Onto heating and cooling.  Heating and cooling a huge house costs a shitload.  When I was living in Japan, I spent maybe 90 bucks on heating and electricity, during the winter months.  This was in a country where utilities are expensive. Here in America I live in a house alone.  I spent about 200 bucks one month and over a hundred the others.  Just to live in a cold house.  The damn windows have been upgraded and everything and I and being sucked dry by fucking utilities!  This only causes us to as a nation use more power and put out more pollution thanks to all our great coal power plants we enjoy building.  If you don’t care about that then, well just think about the money.  I could think of much better things to spend my money on than utilities.  Having a smaller house equals having smaller utilities.

I feel as an angry hippie that we need to move towards living in smaller houses.  Actually there has been a movement to do this.  Tiny houses are slowly becoming popular around the country.  Some of these houses are actually under 100 square feet!  This is pretty extreme for most, but there are varying sizes being designed.  A couple could easily and comfortably live in a 600 to 700 square foot house.  These houses cost less than 50 grand and are extremely high quality.  The tinier houses are ideal for people that are just getting out of college, who would like to buy a house but may not have the means to go the traditional route.  Unfortunately, for those who want to live in small houses, there is a big problem.  The government actually restricts how small you can build your house.  If you own land, the government controls how big the house you build on it can be.  These restrictions change from location to location but there are loopholes.  For instance, you can build  house on wheels and designate it as mobile home.  Those kind of houses though can only be placed on land that already has a full sized home, or in trailer parks.  So of course, nothing is easy thanks to BS regulations.  Banks will also not allow you to take out loans for houses if the square footage is too low.  So even if you wanted to mortgage a small home, you couldn’t.

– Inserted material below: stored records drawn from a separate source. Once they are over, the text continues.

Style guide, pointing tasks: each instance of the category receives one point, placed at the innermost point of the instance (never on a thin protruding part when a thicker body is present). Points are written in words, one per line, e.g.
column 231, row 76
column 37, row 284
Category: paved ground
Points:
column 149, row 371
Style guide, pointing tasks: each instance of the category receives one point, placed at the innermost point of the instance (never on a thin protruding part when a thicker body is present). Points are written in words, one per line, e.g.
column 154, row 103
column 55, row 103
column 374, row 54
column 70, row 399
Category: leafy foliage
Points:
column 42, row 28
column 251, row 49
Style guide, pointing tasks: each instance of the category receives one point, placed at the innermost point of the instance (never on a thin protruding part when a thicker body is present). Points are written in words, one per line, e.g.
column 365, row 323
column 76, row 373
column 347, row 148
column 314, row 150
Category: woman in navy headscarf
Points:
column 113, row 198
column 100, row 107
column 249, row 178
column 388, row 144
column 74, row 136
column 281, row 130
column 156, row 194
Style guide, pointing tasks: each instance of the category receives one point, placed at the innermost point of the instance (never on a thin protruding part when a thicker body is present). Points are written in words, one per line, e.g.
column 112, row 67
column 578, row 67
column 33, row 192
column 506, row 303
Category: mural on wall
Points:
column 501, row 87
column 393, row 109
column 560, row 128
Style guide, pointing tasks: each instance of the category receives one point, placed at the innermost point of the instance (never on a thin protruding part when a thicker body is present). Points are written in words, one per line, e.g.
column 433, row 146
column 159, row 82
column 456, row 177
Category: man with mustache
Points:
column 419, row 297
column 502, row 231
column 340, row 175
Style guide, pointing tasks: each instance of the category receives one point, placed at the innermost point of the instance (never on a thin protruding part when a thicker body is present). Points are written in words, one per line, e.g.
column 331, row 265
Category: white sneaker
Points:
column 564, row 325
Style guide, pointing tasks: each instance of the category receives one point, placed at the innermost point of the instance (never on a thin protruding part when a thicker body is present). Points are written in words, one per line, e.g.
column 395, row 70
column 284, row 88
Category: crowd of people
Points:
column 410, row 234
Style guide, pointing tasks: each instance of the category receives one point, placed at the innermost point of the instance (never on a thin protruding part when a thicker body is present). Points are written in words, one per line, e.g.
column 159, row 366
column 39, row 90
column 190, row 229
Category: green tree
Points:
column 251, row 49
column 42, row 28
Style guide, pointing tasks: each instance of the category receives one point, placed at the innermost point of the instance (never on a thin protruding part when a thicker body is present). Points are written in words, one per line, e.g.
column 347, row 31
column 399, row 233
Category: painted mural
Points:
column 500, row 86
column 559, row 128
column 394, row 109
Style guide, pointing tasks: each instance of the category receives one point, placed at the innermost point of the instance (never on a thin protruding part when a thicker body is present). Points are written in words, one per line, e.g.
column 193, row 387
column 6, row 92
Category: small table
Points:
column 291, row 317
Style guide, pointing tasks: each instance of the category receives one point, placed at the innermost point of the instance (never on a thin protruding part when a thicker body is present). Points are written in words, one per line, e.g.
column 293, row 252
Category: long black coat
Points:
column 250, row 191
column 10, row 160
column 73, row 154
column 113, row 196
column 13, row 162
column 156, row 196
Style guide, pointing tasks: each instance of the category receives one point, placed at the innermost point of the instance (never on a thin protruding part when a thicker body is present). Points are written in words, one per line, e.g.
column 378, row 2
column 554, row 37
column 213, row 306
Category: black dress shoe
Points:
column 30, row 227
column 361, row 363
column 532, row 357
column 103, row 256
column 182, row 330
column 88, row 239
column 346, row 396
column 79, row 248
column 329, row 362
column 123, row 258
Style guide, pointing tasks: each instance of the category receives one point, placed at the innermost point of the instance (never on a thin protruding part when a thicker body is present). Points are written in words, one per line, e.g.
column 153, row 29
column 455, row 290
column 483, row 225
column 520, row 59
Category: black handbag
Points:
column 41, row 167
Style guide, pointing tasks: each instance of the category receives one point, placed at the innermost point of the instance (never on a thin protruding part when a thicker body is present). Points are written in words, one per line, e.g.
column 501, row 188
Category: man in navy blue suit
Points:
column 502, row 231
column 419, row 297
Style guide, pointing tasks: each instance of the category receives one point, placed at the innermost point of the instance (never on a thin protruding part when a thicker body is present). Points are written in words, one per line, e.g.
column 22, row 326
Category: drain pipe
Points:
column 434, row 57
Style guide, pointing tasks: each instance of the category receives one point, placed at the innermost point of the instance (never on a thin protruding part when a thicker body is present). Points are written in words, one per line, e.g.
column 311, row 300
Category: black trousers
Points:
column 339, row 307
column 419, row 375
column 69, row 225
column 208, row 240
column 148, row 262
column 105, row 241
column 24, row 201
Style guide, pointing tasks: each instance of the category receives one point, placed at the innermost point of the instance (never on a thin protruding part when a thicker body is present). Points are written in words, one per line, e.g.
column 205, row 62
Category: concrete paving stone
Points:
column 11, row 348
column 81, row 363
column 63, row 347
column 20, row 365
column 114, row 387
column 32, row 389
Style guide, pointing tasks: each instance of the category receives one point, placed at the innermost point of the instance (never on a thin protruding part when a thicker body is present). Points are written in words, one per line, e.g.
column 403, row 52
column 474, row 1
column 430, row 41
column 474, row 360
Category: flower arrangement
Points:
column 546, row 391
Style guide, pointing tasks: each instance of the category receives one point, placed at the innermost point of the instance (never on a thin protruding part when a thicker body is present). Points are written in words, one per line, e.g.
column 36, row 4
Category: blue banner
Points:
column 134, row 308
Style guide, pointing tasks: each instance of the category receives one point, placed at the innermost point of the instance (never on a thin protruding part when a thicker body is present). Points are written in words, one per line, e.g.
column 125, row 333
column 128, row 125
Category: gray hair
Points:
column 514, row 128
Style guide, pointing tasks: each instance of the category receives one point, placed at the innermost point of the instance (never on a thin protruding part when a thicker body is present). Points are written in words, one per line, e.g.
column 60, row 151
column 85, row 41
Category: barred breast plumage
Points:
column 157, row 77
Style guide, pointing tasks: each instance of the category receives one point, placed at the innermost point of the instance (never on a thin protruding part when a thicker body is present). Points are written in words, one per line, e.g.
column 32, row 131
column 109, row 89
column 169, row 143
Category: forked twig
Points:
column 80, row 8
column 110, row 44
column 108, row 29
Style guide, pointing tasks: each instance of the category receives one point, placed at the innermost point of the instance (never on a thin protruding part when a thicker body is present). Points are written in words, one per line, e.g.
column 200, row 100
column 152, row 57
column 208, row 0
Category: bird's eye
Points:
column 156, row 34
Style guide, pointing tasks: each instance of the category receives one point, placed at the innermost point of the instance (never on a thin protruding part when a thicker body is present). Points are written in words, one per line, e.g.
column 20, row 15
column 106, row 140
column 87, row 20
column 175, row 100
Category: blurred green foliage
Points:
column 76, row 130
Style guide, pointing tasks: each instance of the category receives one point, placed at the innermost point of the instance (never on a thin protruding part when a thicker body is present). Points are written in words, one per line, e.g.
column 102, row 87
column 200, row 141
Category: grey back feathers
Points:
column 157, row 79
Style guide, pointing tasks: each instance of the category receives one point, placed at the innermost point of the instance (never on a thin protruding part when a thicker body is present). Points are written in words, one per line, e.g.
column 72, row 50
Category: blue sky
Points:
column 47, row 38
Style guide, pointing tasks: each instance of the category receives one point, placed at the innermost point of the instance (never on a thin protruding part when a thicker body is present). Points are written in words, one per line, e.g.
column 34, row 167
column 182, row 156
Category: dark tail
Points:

So maybe for some, living in a tiny house won’t work.  What you could do instead is use sustainable materials to build your house.  Some of the “newest” kinds of houses being built are straw bale homes.  Straw bales are excellent for building because they provide great insulation, they are super cheap, and they don’t hurt the environment (if the straw is locally grown).  The straw isn’t actually exposed but covered in mud or adobe (also extremely cheap if not free).  Then that could be covered by plaster or lime.  The walls have an insulation rating of R30 usually which is pretty excellent.  Straw bales actually provide better fire resistance than traditional fiberglass insulation.  The reason being, straw bales are tightly packed into walls and then covered with mud.  This cuts off any oxygen flow inside the walls so only exposed straw is able to burn.  Fiberglass insulation on the other hand, allows for large air gaps behind walls.  Once fiberglass insulation catches fire, the air fuels the fire, which allows the fire to travel up behind walls.  Straw bale homes last for hundreds of years if properly taken care of.  The walls of a straw bale house have a very natural look and they can be sculpted to look as the owner sees fit.  This gives each house a very unique feel.  Just imagine, rather than showing off your giant cookie cutter mansion, you can show off your straw bale home that is unique to most homes anyone else would have.  Straw bales are not any harder to maintain than a traditional home.  They just have different needs.  Straw bale homes fair better in drier climates but they can also do well in cold and temperate ones.

So really, the reason why I find myself becoming a hippie isn’t just because I care about the planet, but because I am cheap.  The more I learn about stuff, the more it seems that going sustainable not only saves you money but just gets you better stuff in general.  I like money and I like stuff.  I guess the reason many American’s resist building sustainably is that they feel like they will have to spend more money to live a harder life.  That just is not the case.  The more you know.